Hacker News new | ask | show | jobs
by mwigdahl 1344 days ago
Butterick sneakily asserts over and over that Copilot is simply retrieving code from Github ("Copilot's whizzy code-retrieval methods", "Copilot is merely a convenient alternative interface to a large corpus of open-source code", "our work is stashed in a big code library in the sky called Copilot"). This verbiage seems specifically chosen to present a misleading picture of what Copilot is and does.

Copilot is a set of trained weight values in a matrix. There is no source code stored in that matrix. The fact that someone can prompt Copilot with specifically chosen text to generate a short sequence of code that matches a corresponding segment of code used to train the model does not mean that it is somehow "just retrieving" that snippet. It is _generating_ that code, guided by the weight matrix, via pattern-matching based on the chosen textual prompt and surrounding context.

That distinction is significant because one of the primary defenses against copyright infringement in US law is if the derived work is transformative. Copilot is a work derived in part from Github code, but it has unique capabilities far beyond returning short snippets of input code, and the work itself is clearly an extensive transformation of the input data.

This is without even considering whether concrete _outputs_ of the model that happen to match code in a repository used to train it are themselves protected via copyright or not, which is another issue entirely (and not as cut and dried as many folks on here seem to think).

1 comments

Correct.

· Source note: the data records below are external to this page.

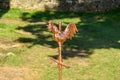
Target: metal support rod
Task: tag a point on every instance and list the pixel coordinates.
(60, 61)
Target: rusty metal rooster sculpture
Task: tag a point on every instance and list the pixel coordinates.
(60, 37)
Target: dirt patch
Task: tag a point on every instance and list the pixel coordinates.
(15, 73)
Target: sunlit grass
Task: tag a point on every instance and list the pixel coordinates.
(93, 54)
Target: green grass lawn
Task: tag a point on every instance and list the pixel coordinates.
(93, 54)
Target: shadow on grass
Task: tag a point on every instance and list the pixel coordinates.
(96, 31)
(4, 7)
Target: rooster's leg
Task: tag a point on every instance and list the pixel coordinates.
(60, 61)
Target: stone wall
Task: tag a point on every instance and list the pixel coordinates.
(66, 5)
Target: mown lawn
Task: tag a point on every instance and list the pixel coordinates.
(93, 54)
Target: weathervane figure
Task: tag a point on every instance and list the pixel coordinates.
(60, 37)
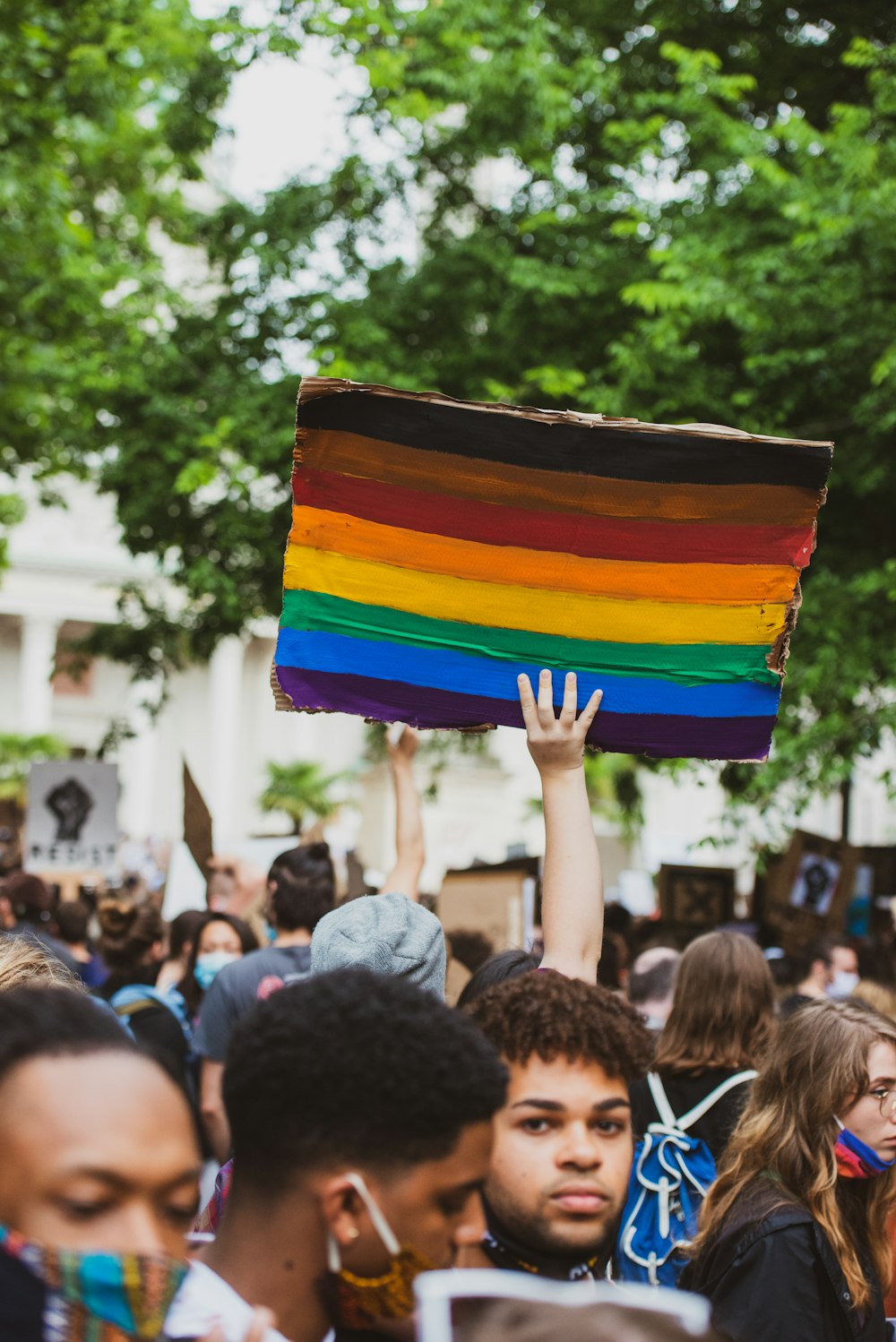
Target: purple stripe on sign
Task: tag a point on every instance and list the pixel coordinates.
(666, 736)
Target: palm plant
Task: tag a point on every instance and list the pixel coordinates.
(301, 789)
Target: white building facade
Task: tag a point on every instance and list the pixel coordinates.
(66, 569)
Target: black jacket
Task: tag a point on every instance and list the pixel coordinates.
(773, 1277)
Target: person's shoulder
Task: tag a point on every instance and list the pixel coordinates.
(766, 1229)
(205, 1299)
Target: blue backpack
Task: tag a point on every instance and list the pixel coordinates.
(671, 1175)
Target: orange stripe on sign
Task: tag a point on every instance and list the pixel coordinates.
(707, 584)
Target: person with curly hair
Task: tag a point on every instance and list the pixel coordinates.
(361, 1112)
(564, 1142)
(793, 1234)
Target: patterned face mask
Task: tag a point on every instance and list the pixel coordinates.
(94, 1296)
(359, 1302)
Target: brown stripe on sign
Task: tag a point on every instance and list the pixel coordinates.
(530, 487)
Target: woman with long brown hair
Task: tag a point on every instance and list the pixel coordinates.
(719, 1027)
(793, 1234)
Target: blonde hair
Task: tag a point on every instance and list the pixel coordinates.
(880, 997)
(23, 959)
(815, 1069)
(723, 1007)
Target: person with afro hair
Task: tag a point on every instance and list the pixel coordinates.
(361, 1114)
(564, 1141)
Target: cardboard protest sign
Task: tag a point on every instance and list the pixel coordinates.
(72, 819)
(440, 547)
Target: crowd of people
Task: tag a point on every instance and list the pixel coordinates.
(271, 1126)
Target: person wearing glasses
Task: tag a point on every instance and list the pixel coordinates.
(793, 1234)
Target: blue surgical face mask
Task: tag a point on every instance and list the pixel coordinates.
(210, 965)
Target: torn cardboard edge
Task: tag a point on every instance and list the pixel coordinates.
(314, 388)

He's written a great opening argument, as long as you're the sort of person who likes speeches. To me it was full of tricks to prime the reader into accepting his premises as axiomatic, from nuanced rhetoric to pull quotes with attractive color gradients. In my view his actual motivation is the typical 30% cut of any class action settlement that goes to the lawyers, and he sees a lucrative opportunity to combine two skillsets.